Bentley says she co-sponsored the bill after witnessing what happened in Virginia. In that state, parents were horrified to learn a high school covered up a teenage boy’s sexual assault against a girl in a girls’ restroom. The skirt-wearing teenager, who identified as a girl, was even moved to another Loudoun County high school because of his sexual orientation, where he sexually assaulted another girl.
Bentley tells AFN she is supporting a related bill in the Arkansas Senate, SB 43. That legislation deals with a newer issue arising in some public schools: wig-wearing, half-naked drag queens performing in front of students. The drag queens are being welcomed by unapologetic school officials because it promotes “tolerance” and “acceptance.”

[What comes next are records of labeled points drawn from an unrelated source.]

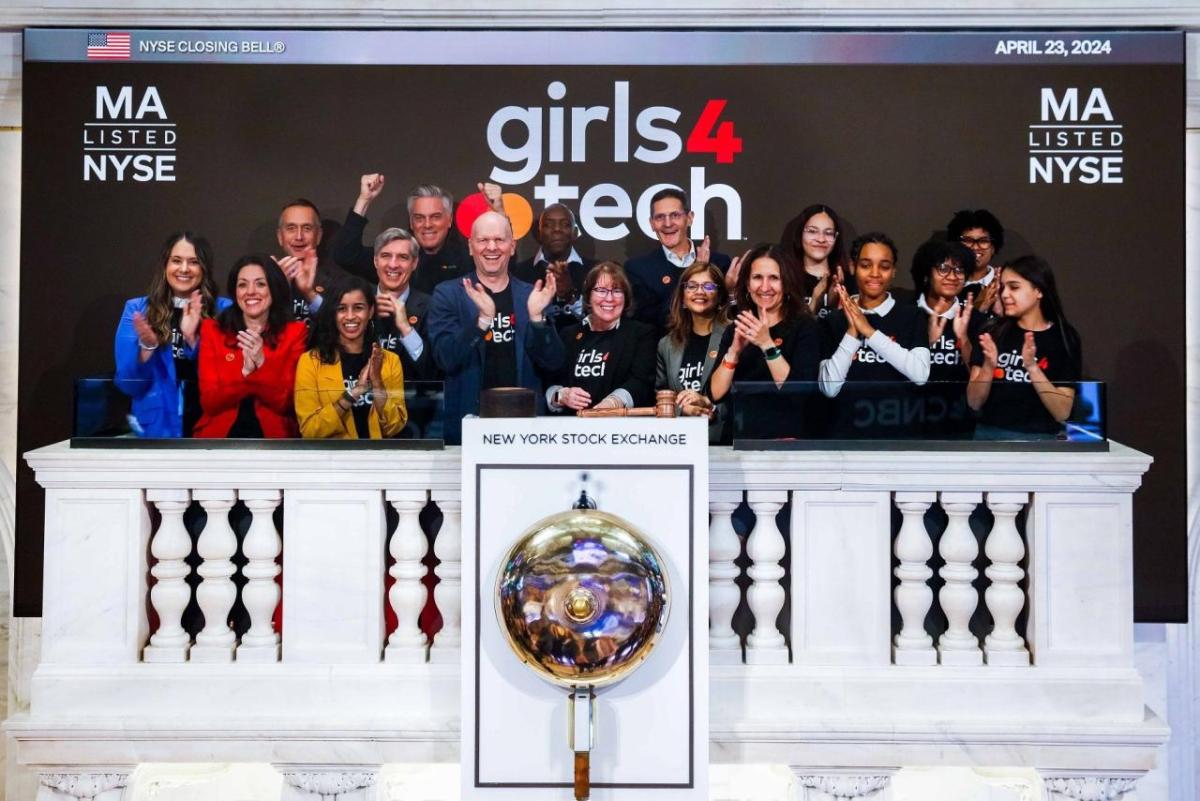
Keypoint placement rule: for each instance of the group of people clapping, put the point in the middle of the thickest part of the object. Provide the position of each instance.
(814, 323)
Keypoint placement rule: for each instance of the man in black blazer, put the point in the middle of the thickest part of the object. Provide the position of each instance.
(557, 233)
(654, 276)
(401, 309)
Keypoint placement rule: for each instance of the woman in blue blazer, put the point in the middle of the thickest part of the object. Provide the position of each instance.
(157, 337)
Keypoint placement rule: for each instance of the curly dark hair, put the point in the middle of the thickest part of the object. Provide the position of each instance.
(323, 338)
(232, 320)
(793, 305)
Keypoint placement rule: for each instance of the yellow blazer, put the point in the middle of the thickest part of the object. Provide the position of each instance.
(318, 387)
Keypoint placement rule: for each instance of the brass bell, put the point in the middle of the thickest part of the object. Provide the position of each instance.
(582, 598)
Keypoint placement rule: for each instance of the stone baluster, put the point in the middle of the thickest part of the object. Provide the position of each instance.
(1005, 597)
(261, 595)
(448, 592)
(959, 597)
(329, 783)
(171, 592)
(724, 594)
(408, 594)
(766, 548)
(100, 783)
(216, 592)
(913, 596)
(1089, 786)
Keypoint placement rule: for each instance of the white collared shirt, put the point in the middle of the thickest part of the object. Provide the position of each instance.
(685, 260)
(949, 314)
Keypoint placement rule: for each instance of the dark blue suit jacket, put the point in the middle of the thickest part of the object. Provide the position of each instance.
(460, 349)
(654, 281)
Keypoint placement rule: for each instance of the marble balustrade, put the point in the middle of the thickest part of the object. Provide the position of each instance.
(869, 609)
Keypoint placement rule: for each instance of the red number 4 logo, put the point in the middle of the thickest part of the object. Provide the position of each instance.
(702, 140)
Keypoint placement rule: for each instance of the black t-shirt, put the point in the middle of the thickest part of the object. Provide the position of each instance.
(1012, 402)
(501, 361)
(945, 359)
(593, 366)
(353, 365)
(185, 373)
(762, 411)
(691, 367)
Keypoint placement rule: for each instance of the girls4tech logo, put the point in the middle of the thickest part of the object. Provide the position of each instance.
(557, 134)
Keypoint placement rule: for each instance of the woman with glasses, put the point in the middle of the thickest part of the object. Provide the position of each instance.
(979, 232)
(610, 356)
(249, 356)
(939, 271)
(814, 251)
(688, 353)
(347, 386)
(1026, 365)
(772, 341)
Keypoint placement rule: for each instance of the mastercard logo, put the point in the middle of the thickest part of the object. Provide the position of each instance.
(517, 209)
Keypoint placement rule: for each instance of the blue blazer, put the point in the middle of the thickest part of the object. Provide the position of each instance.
(460, 349)
(157, 397)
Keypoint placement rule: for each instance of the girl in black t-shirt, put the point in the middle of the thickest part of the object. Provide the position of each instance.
(610, 356)
(813, 248)
(773, 339)
(1026, 362)
(939, 272)
(687, 355)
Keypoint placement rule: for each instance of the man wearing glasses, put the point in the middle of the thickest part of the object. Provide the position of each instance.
(982, 233)
(489, 329)
(655, 275)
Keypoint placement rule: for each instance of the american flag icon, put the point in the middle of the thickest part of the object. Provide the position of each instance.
(108, 46)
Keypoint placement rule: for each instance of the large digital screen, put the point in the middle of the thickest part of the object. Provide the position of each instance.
(1074, 140)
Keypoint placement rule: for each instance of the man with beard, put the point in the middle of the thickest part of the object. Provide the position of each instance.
(557, 233)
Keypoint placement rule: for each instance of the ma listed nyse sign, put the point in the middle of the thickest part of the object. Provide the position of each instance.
(131, 137)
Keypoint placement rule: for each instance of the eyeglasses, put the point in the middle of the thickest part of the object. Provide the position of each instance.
(948, 267)
(817, 233)
(675, 216)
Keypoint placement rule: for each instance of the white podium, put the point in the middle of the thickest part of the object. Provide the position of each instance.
(651, 728)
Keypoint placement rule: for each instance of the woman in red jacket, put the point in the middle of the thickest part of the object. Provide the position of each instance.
(249, 356)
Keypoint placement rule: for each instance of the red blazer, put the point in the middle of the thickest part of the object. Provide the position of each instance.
(222, 385)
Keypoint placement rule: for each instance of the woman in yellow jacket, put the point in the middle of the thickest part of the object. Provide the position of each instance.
(347, 386)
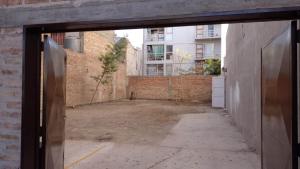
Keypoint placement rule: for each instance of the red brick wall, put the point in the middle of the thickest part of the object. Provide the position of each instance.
(80, 85)
(10, 96)
(187, 88)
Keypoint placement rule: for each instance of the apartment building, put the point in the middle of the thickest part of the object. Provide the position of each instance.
(174, 51)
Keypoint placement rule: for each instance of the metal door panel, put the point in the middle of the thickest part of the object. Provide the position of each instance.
(278, 102)
(54, 104)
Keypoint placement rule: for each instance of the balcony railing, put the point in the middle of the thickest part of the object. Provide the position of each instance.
(155, 56)
(156, 37)
(204, 56)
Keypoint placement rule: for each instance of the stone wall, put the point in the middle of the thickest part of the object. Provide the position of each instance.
(243, 77)
(10, 97)
(193, 88)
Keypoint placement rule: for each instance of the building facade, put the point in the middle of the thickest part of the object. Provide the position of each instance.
(179, 50)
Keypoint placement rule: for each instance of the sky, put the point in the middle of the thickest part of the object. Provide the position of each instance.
(135, 36)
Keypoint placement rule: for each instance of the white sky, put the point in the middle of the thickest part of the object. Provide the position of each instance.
(135, 36)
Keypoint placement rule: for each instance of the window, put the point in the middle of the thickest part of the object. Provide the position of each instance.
(156, 34)
(169, 69)
(208, 50)
(169, 52)
(155, 52)
(199, 51)
(155, 70)
(169, 34)
(210, 30)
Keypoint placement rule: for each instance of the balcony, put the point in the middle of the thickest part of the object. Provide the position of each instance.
(204, 56)
(155, 37)
(209, 34)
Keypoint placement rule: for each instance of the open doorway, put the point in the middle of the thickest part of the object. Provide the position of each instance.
(162, 71)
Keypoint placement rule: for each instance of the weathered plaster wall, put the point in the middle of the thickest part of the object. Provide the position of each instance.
(192, 88)
(243, 77)
(10, 97)
(81, 67)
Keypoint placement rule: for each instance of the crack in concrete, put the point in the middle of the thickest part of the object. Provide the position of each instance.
(165, 159)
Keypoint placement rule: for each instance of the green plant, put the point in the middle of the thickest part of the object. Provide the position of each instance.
(212, 67)
(115, 55)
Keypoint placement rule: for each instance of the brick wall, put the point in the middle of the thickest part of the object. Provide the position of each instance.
(188, 88)
(10, 96)
(82, 66)
(95, 43)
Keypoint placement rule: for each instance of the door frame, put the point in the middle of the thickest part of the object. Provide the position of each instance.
(32, 47)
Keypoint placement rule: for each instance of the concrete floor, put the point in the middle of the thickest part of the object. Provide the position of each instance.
(206, 140)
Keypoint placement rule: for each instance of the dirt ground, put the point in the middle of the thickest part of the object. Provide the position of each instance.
(148, 134)
(128, 122)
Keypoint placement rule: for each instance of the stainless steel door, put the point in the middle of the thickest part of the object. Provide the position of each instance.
(54, 104)
(279, 101)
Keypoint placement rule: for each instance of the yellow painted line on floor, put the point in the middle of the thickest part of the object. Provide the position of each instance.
(84, 157)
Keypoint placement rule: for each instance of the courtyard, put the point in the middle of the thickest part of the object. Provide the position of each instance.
(154, 134)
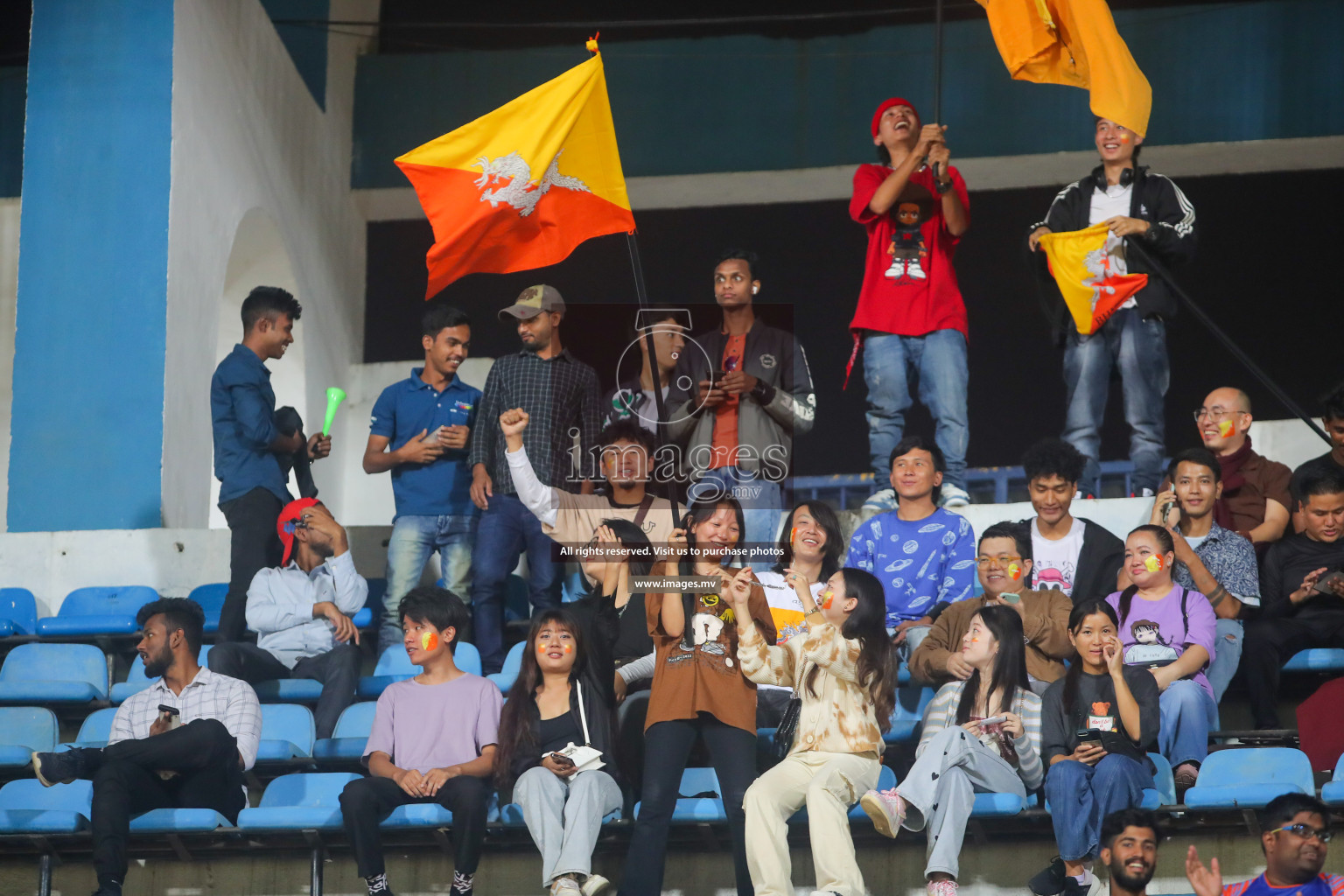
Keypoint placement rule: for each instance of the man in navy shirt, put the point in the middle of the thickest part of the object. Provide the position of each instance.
(248, 446)
(420, 431)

Such an incident most recently occurred at a “diversity breakfast” in Columbia, Missouri, where middle school students were in attendance and parents were not informed drag queens (pictured below) were performing.
Bentley says Senate Bill 43, if passed, prohibits children from attending sexually-suggestive drag shows in Arkansas much like they are banned from adult bars and strip clubs.
“It classifies them as a sexually-oriented business, as we have with a strip club, or anything like that,” Bentley explains. “We put them in the same classification as a sexually-oriented business.”
In the case of the Missouri event, the event’s organizers claimed the middle schoolers witnessed a “G-rated performance” and said only two parents complained, The Columbia Daily Tribune reported.
That story also reports Missouri’s attorney general, Andrew Bailey, has since warned Columbia Public Schools it likely violated a state law prohibiting school children from attending a drag show. Thanks to state legislators, that law took effect in August.